This limited visibility reflects more than an editorial omission. Much of the report’s underlying data is drawn from listed companies, liquid bond markets and standardized disclosures, areas where African participation remains structurally lower. In contrast, many of the continent’s transition activities are driven by project-level finance, development institutions and blended capital structures that sit outside traditional market benchmarks.

Image source: The MSCI Transition Finance Tracker 2025

The distinction matters. While higher-income economies focus on decarbonising mature energy systems, many African countries face a dual challenge: reducing emissions while expanding access to basic services and infrastructure. Clean cooking, distributed power, climate-resilient agriculture and adaptation-focused investments are central to this transition, yet remain difficult to capture through equity indices and corporate bond analytics.

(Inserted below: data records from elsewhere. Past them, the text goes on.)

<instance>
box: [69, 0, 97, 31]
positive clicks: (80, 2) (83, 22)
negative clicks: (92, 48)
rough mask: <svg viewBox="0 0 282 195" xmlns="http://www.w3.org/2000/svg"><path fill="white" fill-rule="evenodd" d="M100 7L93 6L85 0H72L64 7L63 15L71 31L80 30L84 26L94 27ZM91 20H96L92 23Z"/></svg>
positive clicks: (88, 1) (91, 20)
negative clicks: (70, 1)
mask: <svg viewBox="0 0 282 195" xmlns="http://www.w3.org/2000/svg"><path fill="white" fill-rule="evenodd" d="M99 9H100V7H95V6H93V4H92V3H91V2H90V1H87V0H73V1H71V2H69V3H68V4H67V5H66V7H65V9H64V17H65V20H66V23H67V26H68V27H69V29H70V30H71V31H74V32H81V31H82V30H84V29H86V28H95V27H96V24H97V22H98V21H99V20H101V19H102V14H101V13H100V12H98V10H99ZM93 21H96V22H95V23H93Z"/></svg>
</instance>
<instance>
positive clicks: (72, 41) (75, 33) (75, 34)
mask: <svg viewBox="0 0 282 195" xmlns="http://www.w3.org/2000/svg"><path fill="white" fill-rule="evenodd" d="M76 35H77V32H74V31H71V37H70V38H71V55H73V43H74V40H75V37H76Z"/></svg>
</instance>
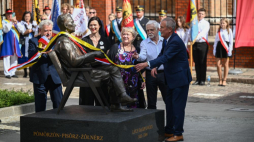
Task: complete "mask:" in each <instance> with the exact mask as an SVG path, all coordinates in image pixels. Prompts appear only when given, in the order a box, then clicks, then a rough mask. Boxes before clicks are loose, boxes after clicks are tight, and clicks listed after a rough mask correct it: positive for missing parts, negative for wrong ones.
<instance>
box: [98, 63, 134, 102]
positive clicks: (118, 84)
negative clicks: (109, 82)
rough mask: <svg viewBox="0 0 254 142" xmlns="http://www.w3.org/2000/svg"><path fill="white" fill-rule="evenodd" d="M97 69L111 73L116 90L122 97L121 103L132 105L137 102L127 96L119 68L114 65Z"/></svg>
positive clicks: (131, 98)
mask: <svg viewBox="0 0 254 142" xmlns="http://www.w3.org/2000/svg"><path fill="white" fill-rule="evenodd" d="M96 69H100V70H104V71H107V72H108V73H109V76H110V80H111V81H112V83H113V86H114V89H115V91H116V93H117V95H120V96H119V97H120V98H121V103H132V102H135V101H137V99H136V98H134V99H133V98H131V97H129V96H128V95H127V94H126V90H125V87H124V83H123V79H122V75H121V72H120V70H119V68H118V67H115V66H112V65H101V66H98V67H96Z"/></svg>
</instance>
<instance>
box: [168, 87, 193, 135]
mask: <svg viewBox="0 0 254 142" xmlns="http://www.w3.org/2000/svg"><path fill="white" fill-rule="evenodd" d="M188 91H189V85H185V86H182V87H178V88H174V89H168V94H167V96H166V113H167V124H166V127H165V132H166V133H167V134H174V135H176V136H181V135H182V133H183V132H184V131H183V123H184V116H185V107H186V102H187V97H188Z"/></svg>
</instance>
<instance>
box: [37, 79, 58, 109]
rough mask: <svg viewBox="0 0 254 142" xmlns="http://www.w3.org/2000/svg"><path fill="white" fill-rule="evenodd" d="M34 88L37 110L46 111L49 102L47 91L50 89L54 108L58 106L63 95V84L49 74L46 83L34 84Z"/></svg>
mask: <svg viewBox="0 0 254 142" xmlns="http://www.w3.org/2000/svg"><path fill="white" fill-rule="evenodd" d="M33 88H34V100H35V112H40V111H45V110H46V103H47V93H48V91H49V93H50V98H51V101H52V103H53V108H54V109H55V108H58V106H59V104H60V102H61V100H62V97H63V92H62V85H61V84H55V83H54V81H53V80H52V78H51V76H50V75H49V76H48V78H47V80H46V82H45V83H44V84H33Z"/></svg>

At the same time, Africa’s relevance to global climate outcomes is growing. The continent is emerging as a key supplier of carbon credits, a destination for renewable energy investment and a testing ground for finance models that link climate mitigation with development impact. Recent activity in clean cooking, aviation offsets and renewable infrastructure illustrates how global capital is beginning to intersect with household-level outcomes.

The absence of Africa from mainstream transition finance metrics therefore highlights a broader analytical gap. As investors place greater emphasis on climate alignment and real-world impact, expanding measurement frameworks to reflect regions where the transition is shaped by development realities may be essential. For now, the data show progress in global transition finance, and reveal where the picture remains incomplete.